Graphes
(Modèles abstraits pour une autre histoire de la littérature)*

 

 

par Franco Moretti
Université de Stanford

Événement, cycle, longue durée : ces trois cadres temporels ont eu un succès très inégal dans les études littéraires. La plupart des critiques sont parfaitement à l’aise avec le premier, le domaine circonscrit de l’événement et du cas singulier ; la plupart des théoriciens n’ont aucun problème avec l’autre extrémité du spectre temporel, dans la très longue durée des structures pratiquement immuables. Mais le niveau intermédiaire, celui des cycles, est resté à peu près inexploré par les historiens de la littérature ; et ce n’est même pas qu’on ne travaille pas à l’intérieur de ce cadre temporel, c’est qu’on n’a pas encore pleinement compris sa spécificité : le fait que les cycles constituent des structures temporaires à l’intérieur du flux de l’histoire. Il s’agit, après tout, de la logique sous-jacente à la tripartition de Braudel : le temps bref est du pur flux sans structure, la longue durée de la pure structure sans flux, et les cycles sont la zone frontalière – instable – entre les deux. Des structures, parce qu’elles introduisent la répétition dans l’histoire, et donc de la régularité, de l’ordre, de la configuration ; temporaires, parce qu’elles sont brèves (dix, vingt, cinquante ans, cela dépend des théories).

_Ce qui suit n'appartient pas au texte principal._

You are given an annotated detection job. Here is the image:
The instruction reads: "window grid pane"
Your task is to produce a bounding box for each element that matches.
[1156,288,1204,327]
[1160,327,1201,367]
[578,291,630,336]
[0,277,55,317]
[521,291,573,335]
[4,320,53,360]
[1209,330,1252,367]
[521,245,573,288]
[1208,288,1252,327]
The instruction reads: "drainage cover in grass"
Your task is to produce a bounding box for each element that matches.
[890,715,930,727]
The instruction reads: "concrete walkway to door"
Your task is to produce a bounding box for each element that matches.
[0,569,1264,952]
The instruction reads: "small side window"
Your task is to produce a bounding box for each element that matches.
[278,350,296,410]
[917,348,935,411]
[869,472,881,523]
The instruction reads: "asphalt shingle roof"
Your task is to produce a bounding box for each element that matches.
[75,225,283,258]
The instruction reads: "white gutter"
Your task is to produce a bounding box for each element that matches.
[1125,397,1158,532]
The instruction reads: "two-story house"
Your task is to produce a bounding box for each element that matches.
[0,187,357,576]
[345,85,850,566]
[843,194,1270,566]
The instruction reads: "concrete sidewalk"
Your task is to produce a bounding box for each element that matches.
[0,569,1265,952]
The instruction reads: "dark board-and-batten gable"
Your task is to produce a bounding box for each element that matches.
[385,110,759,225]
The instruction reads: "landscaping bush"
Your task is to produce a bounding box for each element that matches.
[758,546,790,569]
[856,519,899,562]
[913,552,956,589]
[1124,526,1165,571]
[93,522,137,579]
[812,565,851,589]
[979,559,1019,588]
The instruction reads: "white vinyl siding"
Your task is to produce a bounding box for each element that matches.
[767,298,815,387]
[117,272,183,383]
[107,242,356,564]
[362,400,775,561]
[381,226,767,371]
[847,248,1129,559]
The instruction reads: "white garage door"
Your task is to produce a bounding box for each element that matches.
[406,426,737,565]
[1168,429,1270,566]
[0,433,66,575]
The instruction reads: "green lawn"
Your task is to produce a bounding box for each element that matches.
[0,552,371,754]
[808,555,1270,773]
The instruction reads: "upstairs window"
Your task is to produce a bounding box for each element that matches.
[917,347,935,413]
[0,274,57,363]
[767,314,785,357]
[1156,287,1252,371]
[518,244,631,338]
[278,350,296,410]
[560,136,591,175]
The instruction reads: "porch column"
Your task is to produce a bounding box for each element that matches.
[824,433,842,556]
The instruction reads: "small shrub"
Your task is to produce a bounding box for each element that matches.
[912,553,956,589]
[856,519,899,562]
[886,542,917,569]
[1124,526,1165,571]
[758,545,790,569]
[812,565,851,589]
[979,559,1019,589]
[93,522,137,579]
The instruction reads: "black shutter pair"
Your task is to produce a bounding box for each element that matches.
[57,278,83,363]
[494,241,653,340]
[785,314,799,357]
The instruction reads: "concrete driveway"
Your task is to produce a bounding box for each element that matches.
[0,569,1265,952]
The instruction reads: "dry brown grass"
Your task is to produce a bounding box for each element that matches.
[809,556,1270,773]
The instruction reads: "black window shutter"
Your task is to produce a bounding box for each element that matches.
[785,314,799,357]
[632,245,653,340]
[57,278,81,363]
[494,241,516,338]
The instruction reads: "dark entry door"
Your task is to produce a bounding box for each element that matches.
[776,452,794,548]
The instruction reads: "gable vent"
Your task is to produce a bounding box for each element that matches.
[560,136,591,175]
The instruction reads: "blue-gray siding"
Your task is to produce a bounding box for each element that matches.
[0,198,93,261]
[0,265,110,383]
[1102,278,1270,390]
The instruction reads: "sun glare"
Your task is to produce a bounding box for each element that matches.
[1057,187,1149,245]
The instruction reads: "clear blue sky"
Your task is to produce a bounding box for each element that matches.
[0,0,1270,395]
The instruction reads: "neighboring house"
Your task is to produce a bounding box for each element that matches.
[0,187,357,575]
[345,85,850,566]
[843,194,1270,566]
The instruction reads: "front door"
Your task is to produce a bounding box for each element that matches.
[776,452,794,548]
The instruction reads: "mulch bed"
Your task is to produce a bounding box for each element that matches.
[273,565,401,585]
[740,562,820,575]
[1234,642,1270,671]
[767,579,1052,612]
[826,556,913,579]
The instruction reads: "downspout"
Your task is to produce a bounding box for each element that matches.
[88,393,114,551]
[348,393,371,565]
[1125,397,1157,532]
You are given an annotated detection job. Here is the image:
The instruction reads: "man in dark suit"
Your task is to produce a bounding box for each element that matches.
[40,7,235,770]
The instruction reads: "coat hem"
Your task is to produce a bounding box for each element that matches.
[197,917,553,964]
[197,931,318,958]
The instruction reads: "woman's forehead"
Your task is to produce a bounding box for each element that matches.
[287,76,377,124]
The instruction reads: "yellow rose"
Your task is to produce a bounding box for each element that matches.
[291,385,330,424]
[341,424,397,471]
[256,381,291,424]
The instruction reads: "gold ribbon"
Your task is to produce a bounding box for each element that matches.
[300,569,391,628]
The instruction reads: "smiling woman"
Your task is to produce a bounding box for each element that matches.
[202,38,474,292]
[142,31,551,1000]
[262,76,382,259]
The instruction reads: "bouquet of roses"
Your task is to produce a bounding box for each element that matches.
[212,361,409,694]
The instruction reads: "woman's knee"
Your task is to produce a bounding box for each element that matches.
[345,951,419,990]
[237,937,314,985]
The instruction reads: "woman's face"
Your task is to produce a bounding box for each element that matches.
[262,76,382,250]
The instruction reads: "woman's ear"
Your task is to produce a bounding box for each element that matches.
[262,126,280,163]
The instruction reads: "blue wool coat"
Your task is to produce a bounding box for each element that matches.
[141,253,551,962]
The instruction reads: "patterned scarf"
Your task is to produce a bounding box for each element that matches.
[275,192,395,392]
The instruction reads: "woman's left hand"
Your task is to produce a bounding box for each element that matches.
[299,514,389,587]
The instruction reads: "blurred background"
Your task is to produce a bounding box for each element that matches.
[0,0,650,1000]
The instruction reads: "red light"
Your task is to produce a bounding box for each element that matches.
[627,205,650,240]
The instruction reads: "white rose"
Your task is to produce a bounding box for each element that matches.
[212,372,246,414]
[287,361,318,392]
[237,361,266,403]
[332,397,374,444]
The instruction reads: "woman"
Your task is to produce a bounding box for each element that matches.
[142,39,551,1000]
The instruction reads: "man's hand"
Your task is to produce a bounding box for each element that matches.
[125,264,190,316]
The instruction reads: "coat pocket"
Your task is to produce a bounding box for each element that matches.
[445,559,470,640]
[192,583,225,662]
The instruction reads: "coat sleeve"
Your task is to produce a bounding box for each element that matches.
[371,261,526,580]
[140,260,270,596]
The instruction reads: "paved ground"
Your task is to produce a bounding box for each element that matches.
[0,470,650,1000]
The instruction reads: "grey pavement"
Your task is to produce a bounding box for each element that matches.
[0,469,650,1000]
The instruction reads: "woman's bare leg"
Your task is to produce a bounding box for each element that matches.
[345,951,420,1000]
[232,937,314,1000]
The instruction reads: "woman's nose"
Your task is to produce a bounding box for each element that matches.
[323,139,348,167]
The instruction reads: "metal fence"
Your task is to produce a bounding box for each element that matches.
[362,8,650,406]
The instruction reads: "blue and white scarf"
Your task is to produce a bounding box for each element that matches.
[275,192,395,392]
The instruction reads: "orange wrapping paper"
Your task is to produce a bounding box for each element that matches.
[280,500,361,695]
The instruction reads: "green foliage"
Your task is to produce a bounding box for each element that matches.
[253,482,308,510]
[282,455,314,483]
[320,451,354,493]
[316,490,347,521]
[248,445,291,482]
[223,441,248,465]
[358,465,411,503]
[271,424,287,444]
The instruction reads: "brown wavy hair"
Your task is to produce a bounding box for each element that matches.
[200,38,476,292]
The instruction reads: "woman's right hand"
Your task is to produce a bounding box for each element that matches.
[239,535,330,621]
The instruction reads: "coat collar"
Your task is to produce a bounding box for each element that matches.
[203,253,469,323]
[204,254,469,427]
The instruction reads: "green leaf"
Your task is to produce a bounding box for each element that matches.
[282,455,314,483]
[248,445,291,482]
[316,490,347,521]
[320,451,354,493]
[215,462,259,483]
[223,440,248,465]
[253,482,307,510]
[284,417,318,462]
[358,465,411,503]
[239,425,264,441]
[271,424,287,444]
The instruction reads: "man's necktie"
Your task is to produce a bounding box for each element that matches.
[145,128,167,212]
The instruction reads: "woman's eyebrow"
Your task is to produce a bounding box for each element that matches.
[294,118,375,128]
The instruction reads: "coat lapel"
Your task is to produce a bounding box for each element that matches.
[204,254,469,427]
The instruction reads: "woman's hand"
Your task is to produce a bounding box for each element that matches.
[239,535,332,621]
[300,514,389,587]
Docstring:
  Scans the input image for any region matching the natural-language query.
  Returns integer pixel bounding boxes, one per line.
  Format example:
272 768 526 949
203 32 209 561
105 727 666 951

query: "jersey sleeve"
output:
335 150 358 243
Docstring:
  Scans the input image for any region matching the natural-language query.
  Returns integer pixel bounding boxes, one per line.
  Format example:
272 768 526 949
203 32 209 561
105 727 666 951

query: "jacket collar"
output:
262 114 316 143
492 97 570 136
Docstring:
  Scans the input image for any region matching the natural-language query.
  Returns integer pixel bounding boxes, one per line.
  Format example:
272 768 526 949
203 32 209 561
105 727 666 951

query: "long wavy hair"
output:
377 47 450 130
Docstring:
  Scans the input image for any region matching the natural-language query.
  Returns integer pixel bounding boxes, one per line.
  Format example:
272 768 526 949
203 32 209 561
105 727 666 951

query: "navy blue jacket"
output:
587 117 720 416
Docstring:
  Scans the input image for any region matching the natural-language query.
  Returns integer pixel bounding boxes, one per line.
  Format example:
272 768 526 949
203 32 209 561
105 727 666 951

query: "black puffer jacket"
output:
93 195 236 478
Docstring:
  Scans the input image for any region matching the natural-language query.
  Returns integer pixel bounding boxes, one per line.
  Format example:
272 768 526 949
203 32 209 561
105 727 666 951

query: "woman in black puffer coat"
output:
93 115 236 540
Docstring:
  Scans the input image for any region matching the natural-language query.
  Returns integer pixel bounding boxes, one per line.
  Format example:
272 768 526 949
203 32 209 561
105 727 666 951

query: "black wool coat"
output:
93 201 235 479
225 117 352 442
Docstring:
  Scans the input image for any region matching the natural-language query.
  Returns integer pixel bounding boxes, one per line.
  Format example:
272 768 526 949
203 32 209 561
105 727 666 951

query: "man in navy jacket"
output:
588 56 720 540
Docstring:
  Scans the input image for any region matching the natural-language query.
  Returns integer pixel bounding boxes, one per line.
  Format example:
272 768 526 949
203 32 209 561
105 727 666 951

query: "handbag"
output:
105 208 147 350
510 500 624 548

Or, « structures temporaires » est aussi une bonne définition pour les genres – des agencements morphologiques qui durent dans le temps, mais toujours un certain temps seulement. Créatures janusiennes, tournés d’un côté vers l’histoire, de l’autre vers la forme, les genres sont donc les véritables protagonistes de cette couche intermédiaire de l’histoire littéraire – cette couche plus « rationnelle » où le flux rencontre la forme. Ainsi de la régularité des figures 7 et 8, qui représentent trois vagues successives, les romans épistolaires de 1760 à 1790, les romans gothiques de 1790 à 1815 et les romans historiques de 1815 aux années 1840. Chaque vague produit à peu près le même nombre de romans chaque année et dure entre 25 et 30 ans, et chacune ne s’élève qu’à partir du moment où la précédente a commencé à refluer (voyez l’intersection des courbes descendantes et ascendantes vers 1790 et 1815). « La forme nouvelle apparaît pour remplacer une forme ancienne qui a fait son temps », écrit Chklovski, et le déclin d’un genre dominant semble bien la condition nécessaire à l’envol de son successeur. Ce qui pourrait expliquer ces étranges « périodes de latence » dans l’histoire des genres : Pamela est publié en 1740 et Le Château d’Otrante en 1764, mais il s’écrit très peu de romans épistolaires ou gothiques avant 1760 et 1790, respectivement. Pourquoi ce décalage ? Très certainement parce que tant qu’une forme hégémonique n’a pas « fait son temps », une forme concurrente ne peut pas grand-chose : il se peut toujours qu’un texte exceptionnel apparaisse, mais cette exception ne changera pas le système. Ce n’est que lorsque l’astronomie ptolémaïque commence à produire « monstruosité sur monstruosité », écrit Kuhn dans La Structure des révolutions scientifiques, que « le temps offre une occasion à une théorie concurrente » – et c’est tout aussi vrai ici : un roman historique écrit en 1800, comme Château-Rackrent (ou comme, en 1805, la première version, abandonnée, de Waverley) n’avait tout simplement pas l’incroyable opportunité de réorganiser le champ littéraire que l’effondrement du gothique offrit à Waverley en 18141 .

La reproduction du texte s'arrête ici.